Thanks for your letter! If you only knew how happy it made me! Especially hearing that you and your family are doing well. Yet another sign that it’s the voice of the heart we should listen to! The last time I saw you, you were pregnant and I remember how you suffered at having to go against your parents’ will when you married Göran. It makes me so glad that everything worked out and that your parents finally saw reason. No one should die without resolving matters, it’s so hard for those who are left behind. If you only knew how I admired your decisiveness and your courage and I still do!

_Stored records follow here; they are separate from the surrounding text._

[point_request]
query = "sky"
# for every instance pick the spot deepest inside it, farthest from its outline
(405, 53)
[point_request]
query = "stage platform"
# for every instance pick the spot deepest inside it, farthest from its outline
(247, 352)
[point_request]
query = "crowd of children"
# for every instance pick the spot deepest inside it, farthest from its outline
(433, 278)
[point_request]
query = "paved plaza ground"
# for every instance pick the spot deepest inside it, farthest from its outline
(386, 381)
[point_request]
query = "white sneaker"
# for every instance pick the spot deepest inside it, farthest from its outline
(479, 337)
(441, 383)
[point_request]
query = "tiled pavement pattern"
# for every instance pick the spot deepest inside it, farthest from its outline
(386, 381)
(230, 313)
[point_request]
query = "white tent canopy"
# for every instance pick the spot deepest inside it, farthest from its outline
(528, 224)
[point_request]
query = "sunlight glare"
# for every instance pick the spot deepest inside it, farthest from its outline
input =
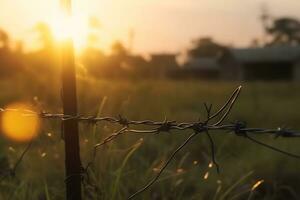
(75, 27)
(18, 126)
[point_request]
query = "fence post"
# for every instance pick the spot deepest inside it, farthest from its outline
(70, 127)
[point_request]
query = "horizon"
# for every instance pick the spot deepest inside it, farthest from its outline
(133, 20)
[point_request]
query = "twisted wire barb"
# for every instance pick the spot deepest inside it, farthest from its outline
(12, 172)
(213, 122)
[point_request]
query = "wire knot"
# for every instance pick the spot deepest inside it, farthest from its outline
(282, 132)
(199, 127)
(123, 121)
(165, 127)
(238, 128)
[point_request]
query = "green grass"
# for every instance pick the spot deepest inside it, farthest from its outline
(125, 165)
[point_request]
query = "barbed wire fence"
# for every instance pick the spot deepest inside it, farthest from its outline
(212, 122)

I often think about our days growing up. Just think how different our situations were. At my house it was always a mess as you recall and we never knew what sort of state my father would be in when (and if) he came home. I never said it straight out, but I was so ashamed in front of the rest of you and especially you. But I also remember that you always wanted to come to my house to play, and you said you had a good time there, and that made me so happy. I have to admit I was a little scared of your parents. They talked a lot about the congregation that you all belonged to and how strict the rules were. At my house there really wasn’t anyone who talked about God. Something in between your house and mine would probably have been best, at least as far as spiritual nourishment was concerned!?

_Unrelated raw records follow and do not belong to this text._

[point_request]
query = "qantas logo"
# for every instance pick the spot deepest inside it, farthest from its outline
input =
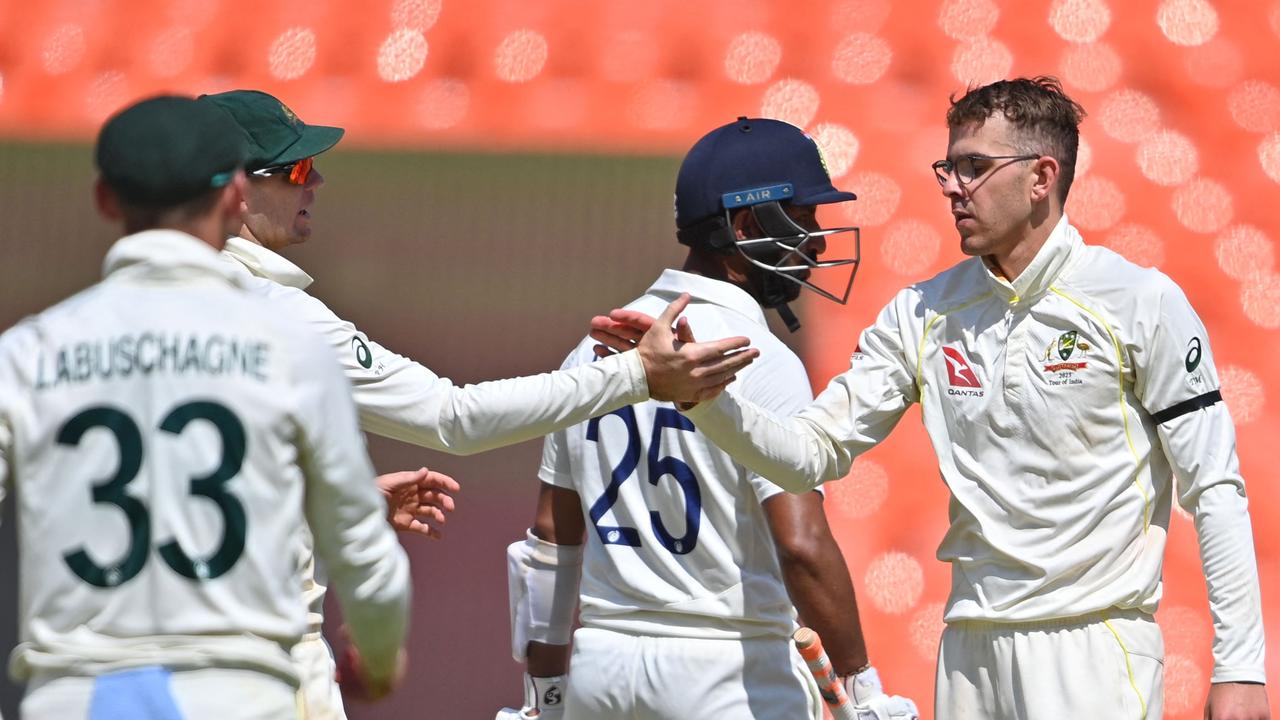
(960, 376)
(959, 372)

Remember the time we played ‘doctor’ in your woodshed and that Bosse Öman was there? We must have been ten or eleven, I think, weren’t we? I remember how scared you were when your father discovered us and Bosse said that the game was your idea. I still feel ashamed that I didn’t take the blame myself that time, but we both knew that you weren’t allowed to play games like that so it probably wouldn’t have done any good. It was such an innocent game, the kind all children play. You weren’t at school for several weeks after that, and when you came back you wouldn’t talk about why you’d been gone. There was so much I didn’t understand because our families were so different. Like that time several years later, it must have been when we were teenagers, when you told me how you used to pray to God to help you take away all the thoughts you didn’t want to have. We all thought about boys at that age so I probably didn’t understand how you suffered, I must have thought it was just a little odd. And you were so beautiful, you were always the one the boys were interested in and I was probably jealous of you because of that. But you prayed to God that He would crush you and teach you to obey and

Maj-Britt dropped the letter to the floor. From the depths of everything she had forgotten, the nausea came rushing in like a berserker. She wrenched herself up out of the easy chair but made it no further than the hall before she threw up.

7

You’re a doctor. You can handle this. Tell them anything!

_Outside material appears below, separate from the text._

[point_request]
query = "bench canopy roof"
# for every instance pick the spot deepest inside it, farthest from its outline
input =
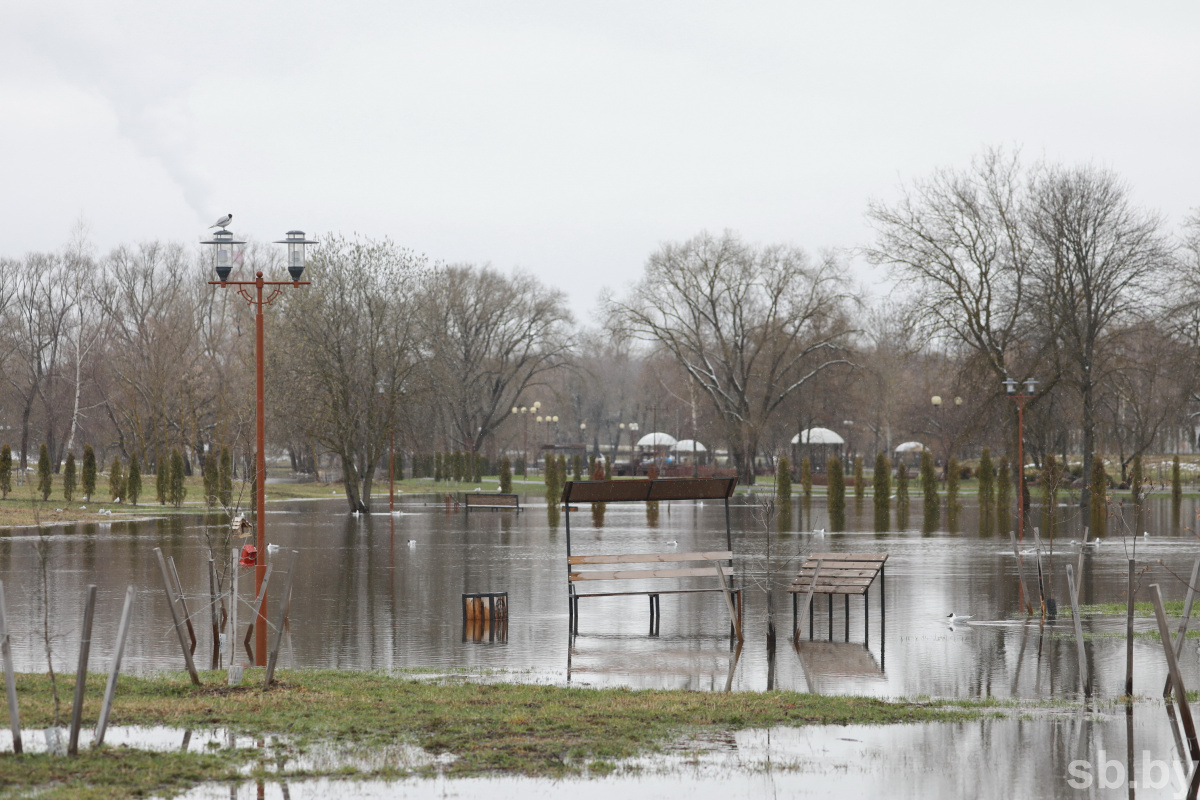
(663, 488)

Twenty-three expectant faces were turned to her. Monika’s mind was a blank. Only one memory erupted like a boil from the nothingness and made all invented fantasies impossible. The seconds passed. Someone smiled encouragingly and someone else sensed her torment and chose to look away.

‘If you like we can skip to the next person now and you can speak later. If you would rather think about it for a while, that is…’

The woman gave her a friendly smile, but being pitied was more than Monika could stand. Twenty-three people were thinking at that moment that she was weak. If there was anything she had devoted her life to, it was to being regarded as the exact opposite of that. And she had succeeded. She heard it often. How colleagues on the job said that she was so capable. Now she was sitting with twenty-three unknown people and had just been granted special treatment because of her weakness. Everyone in the room viewed her as an ordinary, second-rate person, incapable of carrying out the task that Mattias had executed in such a brilliant manner. The need to reclaim her position was so strong that it succeeded in conquering her indecision.